The attached factsheet mentions “rare” cases of complications eg meningitis. My quick Google didn’t bring up a % of cases although I found a Korean study in which 54% of those studied developed complications. (I’ve only skimmed the article, about to do school pickup.)
https://www.ncbi.nlm.nih.gov/pmc/articles/PMC3546090/#idm139880158417392title
Take chickenpox, which now has a vaccine, and it’s 1% of cases developing complications (shingles is not considered a complication).
Maybe chickenpox is easier to develop a vaccine for, maybe it’s better to prevent both chickenpox and shingles. Aside from $$, what could be preventing a vaccine for HFMD?
OK, let’s see what the linked technical article says.
> In 2009, the first outbreak of hand, foot and mouth disease (HFMD) caused by enterovirus 71 occurred in the Republic of Korea.
> One hundred sixty-eight patients were examined for this investigation. Eighty patients were without complications while 88 were accompanied by complications, and 2 had expired.
Hold on, did they deliberately sdelect patients with complications, rather than select HFMD cases at random?
> Hand, foot and mouth disease (HFMD) is a common acute viral illness with fever, oral ulcers, and vesicular rashes on the hands, feet and buttock as characteristics features. HFMD occurs most frequently by coxsackievirus A16, and is caused by various enteroviruses including enterovirus 71. Herpangina (HP) has characteristics of having fever and oral ulcers without skin rash, and is developed by various enteroviruses likewise HFMD. HFMD or HP is generally known as a self-limiting disease that shows a mild clinical course. However, enterovirus 71-induced HFMD or HP may often show a severe clinical course, accompanied by neurologic complications, and may lead to death.
A bit confusing. Are they saying that enterovirus 71 is rarely the cause of HFMD? With the most common cause being coxsackievirus A16. Yes, that seems to be the case.

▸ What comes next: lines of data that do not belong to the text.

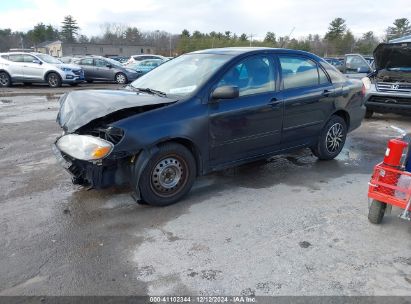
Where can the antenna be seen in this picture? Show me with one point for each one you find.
(289, 35)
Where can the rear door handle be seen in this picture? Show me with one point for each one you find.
(274, 101)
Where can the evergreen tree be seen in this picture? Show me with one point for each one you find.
(69, 29)
(401, 28)
(336, 30)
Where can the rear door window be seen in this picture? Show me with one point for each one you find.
(28, 58)
(16, 58)
(253, 75)
(100, 63)
(298, 72)
(87, 61)
(323, 77)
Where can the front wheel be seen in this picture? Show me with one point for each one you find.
(332, 139)
(54, 80)
(369, 113)
(121, 78)
(376, 212)
(5, 80)
(168, 176)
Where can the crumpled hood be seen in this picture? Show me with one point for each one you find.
(392, 55)
(78, 108)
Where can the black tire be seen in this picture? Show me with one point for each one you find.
(54, 80)
(120, 78)
(168, 175)
(369, 113)
(5, 80)
(332, 139)
(376, 212)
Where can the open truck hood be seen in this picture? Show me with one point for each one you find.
(392, 55)
(79, 108)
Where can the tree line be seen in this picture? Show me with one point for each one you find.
(338, 40)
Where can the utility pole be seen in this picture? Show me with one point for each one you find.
(170, 44)
(251, 39)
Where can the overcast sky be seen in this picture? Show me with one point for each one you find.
(239, 16)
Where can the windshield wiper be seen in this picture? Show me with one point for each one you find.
(151, 91)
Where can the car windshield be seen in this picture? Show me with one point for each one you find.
(48, 59)
(182, 75)
(401, 69)
(114, 62)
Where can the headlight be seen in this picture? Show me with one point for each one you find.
(367, 83)
(84, 147)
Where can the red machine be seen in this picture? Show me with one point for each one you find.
(390, 184)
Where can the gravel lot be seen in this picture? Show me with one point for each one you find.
(292, 226)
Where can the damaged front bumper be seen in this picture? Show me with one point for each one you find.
(388, 101)
(98, 175)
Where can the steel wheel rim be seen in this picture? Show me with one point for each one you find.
(169, 176)
(121, 78)
(4, 79)
(53, 80)
(335, 138)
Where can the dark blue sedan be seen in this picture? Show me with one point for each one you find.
(202, 112)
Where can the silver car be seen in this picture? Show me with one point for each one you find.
(36, 67)
(98, 68)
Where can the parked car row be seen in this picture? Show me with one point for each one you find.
(42, 68)
(35, 67)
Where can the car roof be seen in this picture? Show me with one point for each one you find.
(245, 50)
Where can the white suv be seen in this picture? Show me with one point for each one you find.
(37, 67)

> Two study results were already reported on the ROK’s epidemic in 2009. Nevertheless, these studies utilized merely the data entered into the Nationwide Enterovirus Sentinel Surveillance System and did not include detailed medical records review on each case. Thus, this study sought risk factors associated with complications after examined the clinical features and laboratory findings though the medical records of patients admitted to the hospital with HFMD or HP confirmed for etiologic viruses, which were endemic in the ROK in 2009.

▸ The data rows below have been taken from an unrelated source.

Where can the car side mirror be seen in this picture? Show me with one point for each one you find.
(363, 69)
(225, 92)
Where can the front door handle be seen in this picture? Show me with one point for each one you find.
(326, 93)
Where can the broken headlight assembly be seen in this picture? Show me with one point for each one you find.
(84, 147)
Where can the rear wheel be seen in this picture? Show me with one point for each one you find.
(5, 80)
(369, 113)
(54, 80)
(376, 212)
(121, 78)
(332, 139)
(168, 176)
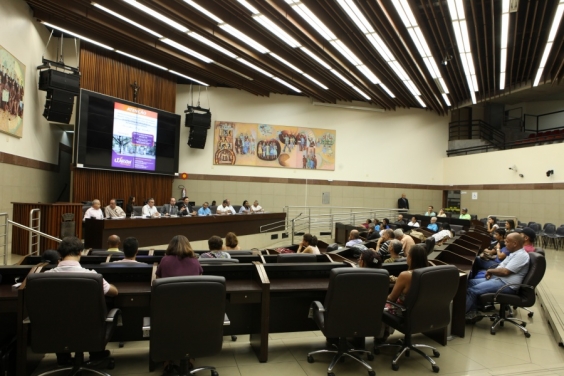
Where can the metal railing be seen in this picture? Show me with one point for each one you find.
(322, 219)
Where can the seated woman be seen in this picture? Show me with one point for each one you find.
(416, 259)
(413, 222)
(309, 245)
(231, 242)
(179, 260)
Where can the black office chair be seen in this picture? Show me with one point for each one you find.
(524, 298)
(67, 313)
(353, 295)
(202, 298)
(426, 308)
(296, 257)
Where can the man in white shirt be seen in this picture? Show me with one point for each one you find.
(150, 210)
(256, 208)
(114, 211)
(225, 208)
(94, 211)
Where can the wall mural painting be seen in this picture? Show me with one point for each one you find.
(265, 145)
(12, 83)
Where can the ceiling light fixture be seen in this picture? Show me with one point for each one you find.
(161, 17)
(130, 21)
(408, 18)
(553, 29)
(77, 35)
(456, 8)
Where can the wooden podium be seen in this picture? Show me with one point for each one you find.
(51, 218)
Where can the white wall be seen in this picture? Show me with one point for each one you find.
(493, 168)
(403, 146)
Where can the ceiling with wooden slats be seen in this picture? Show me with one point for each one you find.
(402, 80)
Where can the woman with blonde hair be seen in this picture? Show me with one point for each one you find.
(179, 259)
(231, 242)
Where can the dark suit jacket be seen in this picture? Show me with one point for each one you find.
(403, 203)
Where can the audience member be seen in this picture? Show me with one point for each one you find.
(150, 210)
(430, 212)
(406, 241)
(51, 256)
(130, 248)
(129, 210)
(413, 222)
(170, 208)
(353, 238)
(464, 214)
(256, 208)
(231, 242)
(512, 270)
(114, 211)
(245, 208)
(70, 250)
(204, 210)
(179, 259)
(433, 225)
(308, 245)
(225, 208)
(215, 245)
(113, 243)
(94, 211)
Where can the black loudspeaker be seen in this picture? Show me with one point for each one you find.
(197, 137)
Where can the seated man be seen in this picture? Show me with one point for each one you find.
(215, 244)
(511, 270)
(169, 209)
(204, 210)
(130, 247)
(150, 210)
(114, 211)
(186, 209)
(94, 211)
(464, 214)
(433, 225)
(70, 249)
(353, 238)
(113, 243)
(384, 243)
(225, 208)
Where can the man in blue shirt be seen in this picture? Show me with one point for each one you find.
(204, 210)
(512, 270)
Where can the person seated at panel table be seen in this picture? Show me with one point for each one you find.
(204, 210)
(186, 209)
(464, 214)
(308, 245)
(150, 210)
(256, 208)
(245, 208)
(70, 249)
(170, 208)
(430, 212)
(94, 211)
(114, 211)
(433, 225)
(130, 248)
(225, 208)
(215, 245)
(231, 242)
(179, 260)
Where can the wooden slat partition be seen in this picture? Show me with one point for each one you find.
(51, 218)
(112, 74)
(105, 185)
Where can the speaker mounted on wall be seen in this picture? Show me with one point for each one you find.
(61, 87)
(199, 121)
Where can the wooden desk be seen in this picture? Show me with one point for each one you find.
(157, 231)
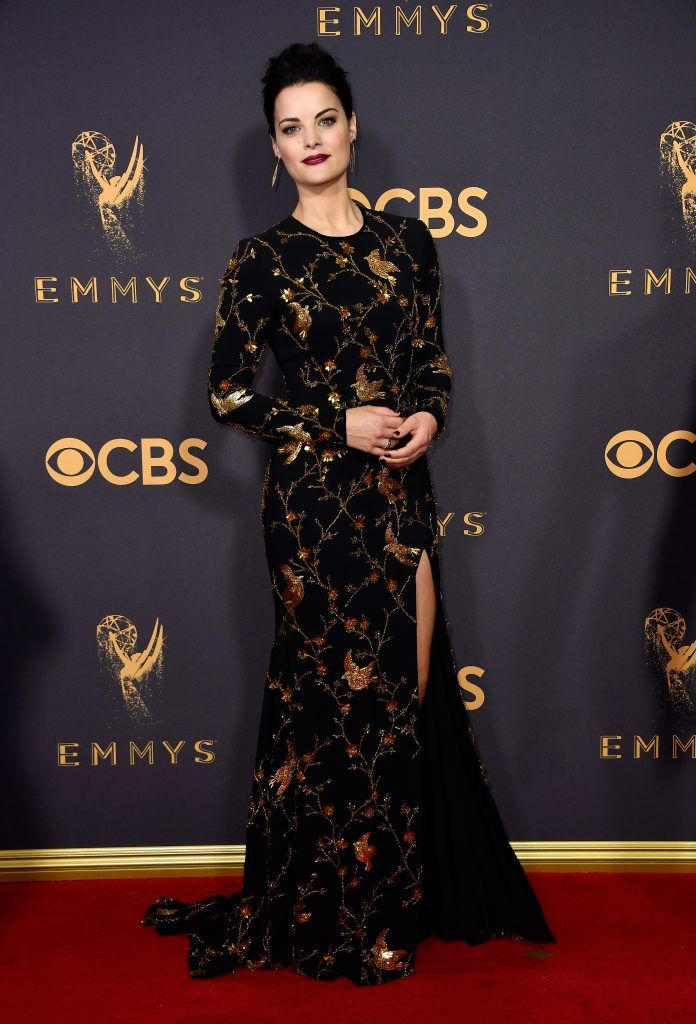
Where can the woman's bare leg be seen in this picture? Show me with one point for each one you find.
(425, 613)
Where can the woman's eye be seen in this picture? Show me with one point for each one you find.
(329, 120)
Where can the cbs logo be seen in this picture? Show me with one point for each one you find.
(71, 462)
(634, 454)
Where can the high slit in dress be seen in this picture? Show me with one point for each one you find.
(371, 821)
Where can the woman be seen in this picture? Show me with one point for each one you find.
(371, 823)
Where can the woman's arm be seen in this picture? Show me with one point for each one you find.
(431, 382)
(243, 325)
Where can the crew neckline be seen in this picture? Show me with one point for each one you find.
(320, 235)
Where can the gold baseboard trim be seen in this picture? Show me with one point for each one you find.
(160, 861)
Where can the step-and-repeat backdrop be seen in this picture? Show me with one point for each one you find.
(551, 148)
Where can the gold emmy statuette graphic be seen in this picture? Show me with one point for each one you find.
(113, 195)
(664, 631)
(117, 640)
(678, 160)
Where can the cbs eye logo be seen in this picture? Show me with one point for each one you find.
(631, 454)
(71, 462)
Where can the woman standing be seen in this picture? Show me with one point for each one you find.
(371, 823)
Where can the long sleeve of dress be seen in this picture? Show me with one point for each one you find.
(243, 323)
(431, 371)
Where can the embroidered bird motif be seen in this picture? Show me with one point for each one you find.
(299, 438)
(303, 320)
(229, 400)
(301, 913)
(366, 390)
(388, 960)
(294, 592)
(284, 775)
(381, 267)
(363, 851)
(357, 678)
(388, 485)
(399, 551)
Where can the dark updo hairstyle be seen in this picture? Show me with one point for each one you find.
(298, 64)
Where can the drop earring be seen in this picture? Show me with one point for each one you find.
(352, 155)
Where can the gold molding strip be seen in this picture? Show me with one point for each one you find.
(161, 861)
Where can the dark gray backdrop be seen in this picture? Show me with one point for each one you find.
(556, 114)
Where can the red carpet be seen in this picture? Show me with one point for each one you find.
(625, 951)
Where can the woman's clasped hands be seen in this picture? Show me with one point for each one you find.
(370, 428)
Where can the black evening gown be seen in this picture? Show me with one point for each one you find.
(371, 821)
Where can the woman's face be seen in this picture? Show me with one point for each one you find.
(310, 121)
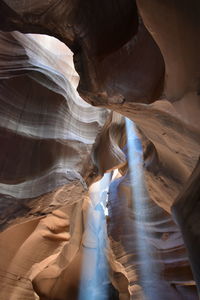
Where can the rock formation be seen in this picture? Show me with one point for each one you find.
(71, 72)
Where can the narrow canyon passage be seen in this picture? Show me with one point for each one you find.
(99, 150)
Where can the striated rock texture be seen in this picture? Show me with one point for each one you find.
(138, 59)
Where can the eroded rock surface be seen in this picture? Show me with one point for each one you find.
(136, 59)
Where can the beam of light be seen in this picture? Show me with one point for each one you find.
(94, 275)
(148, 270)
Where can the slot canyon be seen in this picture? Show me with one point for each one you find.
(99, 150)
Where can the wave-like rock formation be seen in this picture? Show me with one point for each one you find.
(60, 133)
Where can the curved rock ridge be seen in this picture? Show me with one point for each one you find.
(54, 145)
(43, 118)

OK, as expected. Cases of HFMD that did not make it to hospital are excluded from the study. Compare chickenpox, most cases of chickenpox do not make it to hospital, and so the percentage of chickenpox cases that did make it to hospital would have a much higher than 1% rate of complications.
> Aside from $$, what could be preventing a vaccine for HFMD?
The legal principles of “guilty until proved innocent” and “no release on bail” applied to vaccines are guiltiy of killing millions of people.
Add that to the research principle of no more than 10 people working directly on each vaccine.